According to Reuters, the FATF is currently discussing making crypto exchange rules binding. Additional global enforcement action is also expected from US Financial Crimes Enforcement Network (FinCEN), and it will likely target money laundering services, crypto-to-crypto exchanges and privacy coins.

“Until now, the lack of regulatory guidance has hindered the broader adoption of cryptocurrencies. Now we are seeing the big guys coming together asking for cryptocurrency anti-money laundering regulation—it is inevitable, it will be unified, and it will be global. There will be little room for privacy coins without AML or mixers in these Know Your Customer and Anti-Money Laundering regulated regimes. This will also be a wake-up call for virtual currency exchanges and financial institutions, exposing them to the risk of facing stiff penalties,” commented Dave Jevans, CEO, CipherTrace.

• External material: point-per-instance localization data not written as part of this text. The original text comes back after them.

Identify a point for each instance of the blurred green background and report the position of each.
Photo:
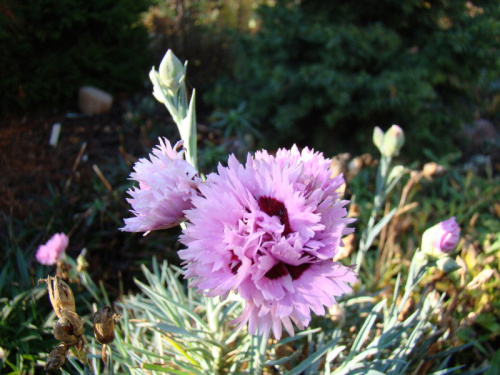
(316, 73)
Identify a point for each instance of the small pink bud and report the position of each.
(441, 238)
(53, 250)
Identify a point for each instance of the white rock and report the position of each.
(93, 101)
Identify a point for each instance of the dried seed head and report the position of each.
(56, 358)
(103, 322)
(69, 328)
(60, 295)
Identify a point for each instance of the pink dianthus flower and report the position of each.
(167, 183)
(53, 250)
(442, 238)
(268, 230)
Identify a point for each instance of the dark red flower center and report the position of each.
(283, 269)
(235, 263)
(274, 207)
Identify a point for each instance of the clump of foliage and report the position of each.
(50, 48)
(314, 71)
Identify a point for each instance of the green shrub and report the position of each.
(50, 48)
(316, 71)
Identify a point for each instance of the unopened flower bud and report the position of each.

“Cybercriminals follow easy money, and many cryptocurrency owners are the perfect victims. They are virtually unable to protect either themselves or their digital assets, being susceptible even to relatively simple phishing attacks. Law enforcement is frequently uninterested in investigating and prosecuting petty offences with digital coins theft, as they are already under water with highly-sophisticated nationwide hacks. While crypto startups are virtually ignorant even to the fundamentals of cybersecurity, spending all their efforts and resources to survive on extremely volatile and highly-competitive market,” Ilia Kolochenko, CEO at High-Tech Bridge told Help Net Security.